Contexto Institucional e Histórico da Proposta de Frente Regional
A afirmação do ex-presidente ocorreu em pronunciamento formal concedido ao lado do prefeito de São Paulo, Ricardo Nunes, após pedido de esclarecimento sobre a influência das populações nordestinas nas negociações parlamentares sobre a divisão orçamentária vinculada à reforma tributária. A declaração reforça a percepção de que São Paulo, além de seu peso demográfico e econômico nacional, também ostenta relevância simbólica no debate político-constitucional em curso.
Nos dias anteriores, o governador de Minas Gerais, Romeu Zema, havia anunciado uma articulação entre estados das regiões Sul e Sudeste com o objetivo de garantir representatividade equilibrada no colegiado que definirá a alocação do novo tributo único, contrariando a tendência de concentração de votos nas regiões Norte e Nordeste, onde residem grande parte da população nordestina.

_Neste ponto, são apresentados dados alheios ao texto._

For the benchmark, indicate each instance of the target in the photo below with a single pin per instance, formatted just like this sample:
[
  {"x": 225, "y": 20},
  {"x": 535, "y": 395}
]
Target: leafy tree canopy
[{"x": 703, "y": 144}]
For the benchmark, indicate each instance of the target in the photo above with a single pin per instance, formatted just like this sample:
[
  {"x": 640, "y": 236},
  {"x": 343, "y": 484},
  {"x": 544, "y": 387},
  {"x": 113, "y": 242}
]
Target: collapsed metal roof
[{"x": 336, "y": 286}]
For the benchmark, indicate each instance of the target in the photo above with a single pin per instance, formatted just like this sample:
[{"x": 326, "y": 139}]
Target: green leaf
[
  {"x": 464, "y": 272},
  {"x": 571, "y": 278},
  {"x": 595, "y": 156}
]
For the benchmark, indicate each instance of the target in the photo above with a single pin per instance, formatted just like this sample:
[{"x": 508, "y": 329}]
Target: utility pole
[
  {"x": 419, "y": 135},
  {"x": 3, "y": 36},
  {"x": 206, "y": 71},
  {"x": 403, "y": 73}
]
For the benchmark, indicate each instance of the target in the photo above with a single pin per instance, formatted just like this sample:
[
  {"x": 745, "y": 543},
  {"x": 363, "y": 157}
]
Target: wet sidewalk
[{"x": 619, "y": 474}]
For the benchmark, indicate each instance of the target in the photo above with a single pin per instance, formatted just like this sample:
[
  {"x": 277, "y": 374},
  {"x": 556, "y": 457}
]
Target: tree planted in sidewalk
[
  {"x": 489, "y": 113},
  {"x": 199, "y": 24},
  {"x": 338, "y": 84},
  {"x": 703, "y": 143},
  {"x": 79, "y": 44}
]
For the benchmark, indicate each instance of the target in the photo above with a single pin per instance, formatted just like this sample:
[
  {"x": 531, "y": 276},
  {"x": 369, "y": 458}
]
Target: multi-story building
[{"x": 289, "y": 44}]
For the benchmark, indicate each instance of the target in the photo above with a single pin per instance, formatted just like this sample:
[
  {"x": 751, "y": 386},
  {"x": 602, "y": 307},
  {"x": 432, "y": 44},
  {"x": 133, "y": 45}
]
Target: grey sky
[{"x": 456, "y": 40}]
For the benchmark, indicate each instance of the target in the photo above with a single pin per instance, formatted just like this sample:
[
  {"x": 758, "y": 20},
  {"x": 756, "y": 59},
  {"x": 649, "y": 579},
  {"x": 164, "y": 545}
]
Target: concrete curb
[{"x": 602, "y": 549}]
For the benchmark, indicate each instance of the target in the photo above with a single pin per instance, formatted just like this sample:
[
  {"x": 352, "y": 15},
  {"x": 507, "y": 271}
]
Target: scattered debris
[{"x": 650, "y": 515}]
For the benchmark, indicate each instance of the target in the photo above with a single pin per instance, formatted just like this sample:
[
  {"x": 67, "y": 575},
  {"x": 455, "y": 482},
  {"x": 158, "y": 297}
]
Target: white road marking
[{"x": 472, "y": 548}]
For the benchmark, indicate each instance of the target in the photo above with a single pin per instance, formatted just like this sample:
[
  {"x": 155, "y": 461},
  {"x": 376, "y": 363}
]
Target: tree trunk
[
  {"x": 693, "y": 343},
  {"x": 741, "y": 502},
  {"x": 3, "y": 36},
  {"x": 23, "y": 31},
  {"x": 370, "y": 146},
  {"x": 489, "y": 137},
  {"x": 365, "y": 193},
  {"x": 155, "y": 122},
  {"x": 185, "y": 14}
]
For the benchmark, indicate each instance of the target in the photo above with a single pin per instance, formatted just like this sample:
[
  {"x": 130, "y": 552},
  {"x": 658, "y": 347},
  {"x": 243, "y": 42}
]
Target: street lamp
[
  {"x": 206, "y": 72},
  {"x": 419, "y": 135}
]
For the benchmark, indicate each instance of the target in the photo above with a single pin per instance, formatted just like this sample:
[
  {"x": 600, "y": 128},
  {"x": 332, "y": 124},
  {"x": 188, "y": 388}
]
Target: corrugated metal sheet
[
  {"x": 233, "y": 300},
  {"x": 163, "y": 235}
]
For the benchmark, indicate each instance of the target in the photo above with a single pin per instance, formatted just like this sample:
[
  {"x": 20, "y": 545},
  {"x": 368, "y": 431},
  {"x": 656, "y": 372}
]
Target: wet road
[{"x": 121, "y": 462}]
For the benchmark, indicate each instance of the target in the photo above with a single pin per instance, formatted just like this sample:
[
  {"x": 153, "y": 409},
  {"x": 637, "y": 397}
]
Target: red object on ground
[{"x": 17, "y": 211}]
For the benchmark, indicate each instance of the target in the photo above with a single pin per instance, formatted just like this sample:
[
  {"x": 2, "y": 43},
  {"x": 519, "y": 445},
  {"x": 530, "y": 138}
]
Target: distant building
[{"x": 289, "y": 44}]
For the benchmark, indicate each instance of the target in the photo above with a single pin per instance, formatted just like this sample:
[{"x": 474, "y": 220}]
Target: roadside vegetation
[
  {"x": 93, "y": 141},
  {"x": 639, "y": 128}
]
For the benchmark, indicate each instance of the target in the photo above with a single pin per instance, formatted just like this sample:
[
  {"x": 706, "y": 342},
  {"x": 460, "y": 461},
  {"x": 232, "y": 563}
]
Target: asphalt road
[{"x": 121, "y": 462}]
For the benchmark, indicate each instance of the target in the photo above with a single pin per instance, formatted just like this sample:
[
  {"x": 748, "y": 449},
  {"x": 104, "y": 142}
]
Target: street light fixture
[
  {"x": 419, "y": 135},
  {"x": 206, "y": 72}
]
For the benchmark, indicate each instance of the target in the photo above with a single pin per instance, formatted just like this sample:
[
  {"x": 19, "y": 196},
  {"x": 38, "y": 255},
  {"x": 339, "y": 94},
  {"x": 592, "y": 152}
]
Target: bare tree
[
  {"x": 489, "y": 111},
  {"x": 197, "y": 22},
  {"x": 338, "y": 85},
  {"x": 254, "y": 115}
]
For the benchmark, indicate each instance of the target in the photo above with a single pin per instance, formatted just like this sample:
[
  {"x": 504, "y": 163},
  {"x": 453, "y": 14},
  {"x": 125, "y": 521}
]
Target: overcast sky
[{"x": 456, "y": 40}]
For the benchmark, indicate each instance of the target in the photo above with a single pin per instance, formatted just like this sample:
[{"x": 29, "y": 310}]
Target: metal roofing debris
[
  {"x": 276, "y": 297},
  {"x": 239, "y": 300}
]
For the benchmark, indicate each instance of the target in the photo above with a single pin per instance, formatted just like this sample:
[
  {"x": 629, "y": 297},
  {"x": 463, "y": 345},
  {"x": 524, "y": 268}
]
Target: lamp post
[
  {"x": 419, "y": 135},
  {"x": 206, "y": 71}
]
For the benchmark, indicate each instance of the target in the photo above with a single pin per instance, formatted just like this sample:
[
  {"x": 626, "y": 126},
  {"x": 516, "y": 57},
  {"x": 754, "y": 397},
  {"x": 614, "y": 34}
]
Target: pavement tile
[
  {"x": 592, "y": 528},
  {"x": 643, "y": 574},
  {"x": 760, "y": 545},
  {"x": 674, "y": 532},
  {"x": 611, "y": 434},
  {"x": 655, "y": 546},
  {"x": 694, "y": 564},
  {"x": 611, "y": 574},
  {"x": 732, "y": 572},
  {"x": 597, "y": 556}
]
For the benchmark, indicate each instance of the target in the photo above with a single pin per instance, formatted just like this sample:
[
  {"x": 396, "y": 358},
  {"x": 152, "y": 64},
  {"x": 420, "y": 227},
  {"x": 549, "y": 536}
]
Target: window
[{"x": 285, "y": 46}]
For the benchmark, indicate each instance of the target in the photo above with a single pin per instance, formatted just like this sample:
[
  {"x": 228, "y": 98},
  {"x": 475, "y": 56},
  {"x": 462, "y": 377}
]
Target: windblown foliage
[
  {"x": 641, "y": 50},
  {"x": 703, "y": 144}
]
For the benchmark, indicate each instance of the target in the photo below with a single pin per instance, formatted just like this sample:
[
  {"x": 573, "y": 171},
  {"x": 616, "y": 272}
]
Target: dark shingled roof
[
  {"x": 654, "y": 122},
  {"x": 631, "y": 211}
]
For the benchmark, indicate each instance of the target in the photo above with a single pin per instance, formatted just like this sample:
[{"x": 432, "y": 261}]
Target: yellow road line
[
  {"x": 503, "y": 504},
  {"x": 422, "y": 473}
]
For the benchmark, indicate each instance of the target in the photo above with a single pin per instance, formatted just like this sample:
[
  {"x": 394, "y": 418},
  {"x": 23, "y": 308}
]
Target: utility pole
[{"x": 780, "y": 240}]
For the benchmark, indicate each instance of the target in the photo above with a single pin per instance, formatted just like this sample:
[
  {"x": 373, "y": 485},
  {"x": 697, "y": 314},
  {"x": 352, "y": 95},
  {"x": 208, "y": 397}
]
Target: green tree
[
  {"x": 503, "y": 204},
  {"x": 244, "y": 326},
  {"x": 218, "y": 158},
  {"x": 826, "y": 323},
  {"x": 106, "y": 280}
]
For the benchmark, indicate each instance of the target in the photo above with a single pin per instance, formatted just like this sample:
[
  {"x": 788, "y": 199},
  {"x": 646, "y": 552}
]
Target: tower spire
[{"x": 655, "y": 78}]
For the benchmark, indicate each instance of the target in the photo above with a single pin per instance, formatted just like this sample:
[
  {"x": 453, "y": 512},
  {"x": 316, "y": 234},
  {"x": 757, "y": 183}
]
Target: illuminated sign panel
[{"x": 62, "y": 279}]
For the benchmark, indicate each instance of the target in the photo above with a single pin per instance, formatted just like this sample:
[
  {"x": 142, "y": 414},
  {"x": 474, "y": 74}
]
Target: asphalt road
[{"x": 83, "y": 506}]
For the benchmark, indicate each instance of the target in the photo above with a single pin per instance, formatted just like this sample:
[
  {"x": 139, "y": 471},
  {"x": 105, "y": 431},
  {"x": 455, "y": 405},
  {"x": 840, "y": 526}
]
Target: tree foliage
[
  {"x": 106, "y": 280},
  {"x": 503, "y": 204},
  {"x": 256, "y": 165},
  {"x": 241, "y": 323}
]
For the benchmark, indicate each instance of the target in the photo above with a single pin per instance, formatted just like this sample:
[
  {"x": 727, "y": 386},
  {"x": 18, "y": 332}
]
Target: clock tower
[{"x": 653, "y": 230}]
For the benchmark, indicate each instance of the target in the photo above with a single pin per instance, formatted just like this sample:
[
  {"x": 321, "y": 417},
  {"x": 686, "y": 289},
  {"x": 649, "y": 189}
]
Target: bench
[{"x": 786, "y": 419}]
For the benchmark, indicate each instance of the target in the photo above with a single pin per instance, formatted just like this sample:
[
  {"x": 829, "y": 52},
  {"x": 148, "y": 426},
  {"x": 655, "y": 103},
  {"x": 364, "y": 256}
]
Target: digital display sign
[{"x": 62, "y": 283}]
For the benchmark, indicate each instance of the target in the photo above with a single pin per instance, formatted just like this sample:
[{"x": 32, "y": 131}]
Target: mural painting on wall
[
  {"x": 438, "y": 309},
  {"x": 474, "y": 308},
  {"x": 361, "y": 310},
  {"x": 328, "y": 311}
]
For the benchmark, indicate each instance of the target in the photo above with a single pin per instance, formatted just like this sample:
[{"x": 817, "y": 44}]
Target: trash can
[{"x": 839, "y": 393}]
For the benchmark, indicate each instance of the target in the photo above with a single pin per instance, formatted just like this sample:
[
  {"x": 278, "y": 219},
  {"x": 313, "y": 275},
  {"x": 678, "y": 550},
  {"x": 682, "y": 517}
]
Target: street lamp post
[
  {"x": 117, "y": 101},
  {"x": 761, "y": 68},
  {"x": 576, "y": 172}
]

São Paulo é apontada como a cidade com maior concentração de nordestinos no Brasil, segundo dados do censo e pesquisas demográficas recentes.
Repercussão Política e Desdobramentos Institucionais
O ministro da Justiça, Flávio Dino, repercutiu a proposta de Zema por meio de publicação nas redes sociais, classificando-a como 'traidor da pátria' por supostamente fomentar movimentos separatistas e ameaçar a unidade federativa prevista na Constituição Federal.
A iniciativa de Zema visa consolidar apoio regional para garantir que a divisão do novo imposto único reflita não apenas critérios populacionais, mas também equilíbrio entre regiões com trajetórias históricas distintas de desenvolvimento político e econômico.